Germany and the Netherlands have terminals to import liquefied natural gas and could be accused of hoarding if the bounty is not shared equitably with other nations, he worries.

“I’m not so much concerned that we cannot find agreement, but it is better to discuss emergency proceedings when you still have time and not when the house is on fire,” he told the FT.

“If you don’t operationalize it, you wind up in chaos,” he added.

Europe must prepare now to lose all Russian gas imports as the country retaliates for Western opposition to its war in Ukraine, the International Energy Agency warned last week.

In the past, legal battles have erupted over countries’ right to define protected customers themselves instead of collectively, the FT noted.

RWE is now receiving just 40 percent of the Russian gas it has contracted for, spurring the company and the German government to reawaken shuttered coal-fired electric generating stations.

Germany is working on its own plan to distribute power among businesses and households, but a framework needs to be designed to move gas to countries such as the Czech Republic and Hungary, while ensuring that priority customers are defined in much the same terms among participating nations, Krebber said.

“Otherwise, transmission system operators do not know on what basis to make decisions,” he pointed out, “how much gas to keep and how much to send to other countries.”

In April, Italy mandated that buildings not be heated above 19°C in winter or cooled below 25°C in summer, roughly 66°F and 77°F.

Other European Union countries have yet to set limits of their own.

TREND FORECAST: We maintain our forecast that despite actions taken by nations dependent on Russian gas and oil, it will be many years before they can replace what they have lost.
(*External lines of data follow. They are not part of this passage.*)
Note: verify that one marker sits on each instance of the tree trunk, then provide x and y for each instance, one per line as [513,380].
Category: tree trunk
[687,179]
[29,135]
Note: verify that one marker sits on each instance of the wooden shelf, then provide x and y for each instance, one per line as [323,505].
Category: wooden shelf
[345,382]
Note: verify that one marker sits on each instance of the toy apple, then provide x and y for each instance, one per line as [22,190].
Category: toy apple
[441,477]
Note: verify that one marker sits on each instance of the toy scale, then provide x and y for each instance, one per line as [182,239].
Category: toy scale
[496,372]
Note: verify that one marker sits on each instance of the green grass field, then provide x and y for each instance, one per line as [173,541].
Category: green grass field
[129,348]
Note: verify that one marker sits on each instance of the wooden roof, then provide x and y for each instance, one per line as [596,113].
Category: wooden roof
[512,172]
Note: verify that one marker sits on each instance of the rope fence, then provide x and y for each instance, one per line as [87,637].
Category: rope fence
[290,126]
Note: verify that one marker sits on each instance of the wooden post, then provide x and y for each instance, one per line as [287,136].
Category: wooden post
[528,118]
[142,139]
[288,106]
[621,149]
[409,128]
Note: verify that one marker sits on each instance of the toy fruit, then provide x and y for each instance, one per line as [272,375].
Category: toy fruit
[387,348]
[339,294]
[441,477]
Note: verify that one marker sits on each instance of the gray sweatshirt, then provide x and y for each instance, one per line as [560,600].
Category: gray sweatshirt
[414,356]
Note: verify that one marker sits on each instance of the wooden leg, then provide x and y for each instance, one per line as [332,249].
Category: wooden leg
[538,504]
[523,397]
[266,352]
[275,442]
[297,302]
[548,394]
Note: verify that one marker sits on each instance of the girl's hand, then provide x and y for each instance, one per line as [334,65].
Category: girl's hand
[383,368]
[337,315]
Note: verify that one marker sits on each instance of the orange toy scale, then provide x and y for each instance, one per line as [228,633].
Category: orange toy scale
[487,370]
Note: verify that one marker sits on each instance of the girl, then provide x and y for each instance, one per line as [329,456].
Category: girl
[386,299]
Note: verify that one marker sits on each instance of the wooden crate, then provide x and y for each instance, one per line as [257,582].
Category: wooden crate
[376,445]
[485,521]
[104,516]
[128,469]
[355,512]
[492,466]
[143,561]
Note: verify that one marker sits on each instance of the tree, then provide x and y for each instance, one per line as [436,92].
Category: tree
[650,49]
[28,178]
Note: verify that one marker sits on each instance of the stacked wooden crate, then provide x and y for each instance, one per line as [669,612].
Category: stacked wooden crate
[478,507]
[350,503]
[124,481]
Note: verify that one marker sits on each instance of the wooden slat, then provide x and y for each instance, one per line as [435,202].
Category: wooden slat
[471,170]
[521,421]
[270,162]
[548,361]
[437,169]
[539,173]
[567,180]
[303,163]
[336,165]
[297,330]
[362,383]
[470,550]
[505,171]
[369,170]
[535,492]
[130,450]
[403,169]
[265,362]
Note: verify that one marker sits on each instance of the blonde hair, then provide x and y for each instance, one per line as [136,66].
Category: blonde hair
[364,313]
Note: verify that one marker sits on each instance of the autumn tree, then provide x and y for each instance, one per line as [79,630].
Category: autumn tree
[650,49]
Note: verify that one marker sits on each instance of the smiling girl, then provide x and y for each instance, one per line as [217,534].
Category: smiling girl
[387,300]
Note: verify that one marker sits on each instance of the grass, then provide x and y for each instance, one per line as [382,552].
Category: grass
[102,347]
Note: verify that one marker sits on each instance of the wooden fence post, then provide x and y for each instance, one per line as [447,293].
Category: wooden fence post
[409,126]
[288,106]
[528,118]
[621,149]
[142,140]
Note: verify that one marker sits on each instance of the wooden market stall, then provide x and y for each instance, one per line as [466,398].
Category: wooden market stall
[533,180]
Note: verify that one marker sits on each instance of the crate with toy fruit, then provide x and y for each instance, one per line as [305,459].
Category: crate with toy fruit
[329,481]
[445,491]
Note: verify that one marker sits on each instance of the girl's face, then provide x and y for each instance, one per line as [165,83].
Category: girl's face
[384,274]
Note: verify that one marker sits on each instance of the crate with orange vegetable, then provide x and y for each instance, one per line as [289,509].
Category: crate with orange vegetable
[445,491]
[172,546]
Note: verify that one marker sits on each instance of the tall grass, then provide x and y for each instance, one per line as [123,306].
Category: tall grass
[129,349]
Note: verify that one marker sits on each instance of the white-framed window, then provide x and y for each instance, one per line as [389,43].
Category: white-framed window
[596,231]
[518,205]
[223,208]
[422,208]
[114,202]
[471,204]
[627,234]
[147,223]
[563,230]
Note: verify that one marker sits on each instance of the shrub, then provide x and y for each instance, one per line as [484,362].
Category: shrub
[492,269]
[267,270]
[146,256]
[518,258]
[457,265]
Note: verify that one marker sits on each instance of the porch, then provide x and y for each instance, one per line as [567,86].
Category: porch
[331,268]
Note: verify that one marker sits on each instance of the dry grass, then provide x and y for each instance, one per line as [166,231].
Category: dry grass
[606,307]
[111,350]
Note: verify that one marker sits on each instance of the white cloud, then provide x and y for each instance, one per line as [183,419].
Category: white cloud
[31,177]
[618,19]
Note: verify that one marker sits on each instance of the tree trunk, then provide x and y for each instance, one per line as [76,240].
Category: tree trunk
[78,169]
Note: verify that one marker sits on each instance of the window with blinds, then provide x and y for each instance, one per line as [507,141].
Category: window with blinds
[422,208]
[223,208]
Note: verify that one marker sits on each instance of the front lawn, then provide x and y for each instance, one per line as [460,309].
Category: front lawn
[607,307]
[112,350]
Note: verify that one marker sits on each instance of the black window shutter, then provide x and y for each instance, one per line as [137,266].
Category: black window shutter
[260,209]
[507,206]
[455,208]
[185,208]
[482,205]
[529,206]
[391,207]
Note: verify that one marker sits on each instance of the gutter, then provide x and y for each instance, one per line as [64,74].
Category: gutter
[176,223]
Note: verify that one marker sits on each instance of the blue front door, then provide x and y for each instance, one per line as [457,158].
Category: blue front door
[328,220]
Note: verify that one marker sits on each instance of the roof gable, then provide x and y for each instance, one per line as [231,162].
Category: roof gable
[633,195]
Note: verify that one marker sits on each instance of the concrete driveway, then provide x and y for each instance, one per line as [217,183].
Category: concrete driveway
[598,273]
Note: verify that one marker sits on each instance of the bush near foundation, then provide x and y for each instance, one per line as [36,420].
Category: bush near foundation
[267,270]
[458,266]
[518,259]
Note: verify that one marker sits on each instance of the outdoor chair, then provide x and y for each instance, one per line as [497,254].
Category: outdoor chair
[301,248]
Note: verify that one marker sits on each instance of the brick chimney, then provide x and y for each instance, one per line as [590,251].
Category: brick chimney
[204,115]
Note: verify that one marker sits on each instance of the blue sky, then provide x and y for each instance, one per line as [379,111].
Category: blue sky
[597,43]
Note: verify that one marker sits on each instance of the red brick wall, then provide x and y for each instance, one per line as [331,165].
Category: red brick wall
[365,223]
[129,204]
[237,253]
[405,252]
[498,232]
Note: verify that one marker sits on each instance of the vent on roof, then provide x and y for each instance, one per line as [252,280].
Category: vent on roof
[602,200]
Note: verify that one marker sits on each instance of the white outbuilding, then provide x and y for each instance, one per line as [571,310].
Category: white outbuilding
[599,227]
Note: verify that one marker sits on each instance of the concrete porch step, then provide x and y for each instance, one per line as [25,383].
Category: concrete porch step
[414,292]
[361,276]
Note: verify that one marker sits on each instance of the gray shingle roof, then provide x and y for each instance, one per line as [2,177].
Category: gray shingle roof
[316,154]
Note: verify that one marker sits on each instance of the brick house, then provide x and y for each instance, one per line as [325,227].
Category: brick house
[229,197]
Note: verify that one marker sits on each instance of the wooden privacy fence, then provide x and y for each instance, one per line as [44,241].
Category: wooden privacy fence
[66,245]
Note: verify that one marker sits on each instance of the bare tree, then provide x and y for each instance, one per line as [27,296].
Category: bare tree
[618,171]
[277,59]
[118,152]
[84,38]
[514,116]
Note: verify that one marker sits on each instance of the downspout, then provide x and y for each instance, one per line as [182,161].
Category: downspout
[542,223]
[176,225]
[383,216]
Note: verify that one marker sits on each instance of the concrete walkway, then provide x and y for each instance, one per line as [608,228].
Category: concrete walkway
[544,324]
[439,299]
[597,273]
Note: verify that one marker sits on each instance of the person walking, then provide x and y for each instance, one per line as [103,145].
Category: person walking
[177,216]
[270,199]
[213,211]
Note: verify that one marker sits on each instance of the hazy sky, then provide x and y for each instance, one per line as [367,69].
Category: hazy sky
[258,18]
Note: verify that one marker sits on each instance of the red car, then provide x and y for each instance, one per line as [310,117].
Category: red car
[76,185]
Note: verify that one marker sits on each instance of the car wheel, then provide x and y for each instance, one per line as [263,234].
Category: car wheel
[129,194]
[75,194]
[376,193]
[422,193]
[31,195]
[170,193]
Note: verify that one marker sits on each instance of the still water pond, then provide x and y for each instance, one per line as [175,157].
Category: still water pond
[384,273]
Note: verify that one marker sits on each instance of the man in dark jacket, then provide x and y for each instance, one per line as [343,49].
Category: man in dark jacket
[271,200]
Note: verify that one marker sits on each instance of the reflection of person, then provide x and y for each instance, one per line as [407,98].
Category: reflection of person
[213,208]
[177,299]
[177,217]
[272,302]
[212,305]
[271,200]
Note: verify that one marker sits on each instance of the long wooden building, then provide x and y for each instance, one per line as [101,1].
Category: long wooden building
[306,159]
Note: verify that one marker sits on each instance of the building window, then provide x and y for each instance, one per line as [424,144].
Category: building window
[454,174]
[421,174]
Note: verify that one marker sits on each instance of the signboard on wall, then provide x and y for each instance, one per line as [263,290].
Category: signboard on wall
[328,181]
Furthermore the limits and mandates being imposed by governments to cut back on industrial and consumer use will prove both negligible and costly. 

Illustrating the depth and scope of the energy shortage and its consequences, yesterday, The Wall Street Journal reported that due to shortages of Russian gas, the German chemicals giant BASF may be forced to cease production at the world’s biggest chemicals plant in Ludwigshafen..

“Cutting down production at this site will be a huge task,” said BASF senior economist Peter Westerheide, as quoted by the WSJ. “We’ve never seen situations like this before. It’s hard to imagine.”

Yes, “hard to imagine” but politicians who impose these sanctions that did nothing to stop or slow down Russia’s Ukraine War, lack the imagination of the socioeconomic consequences of their actions.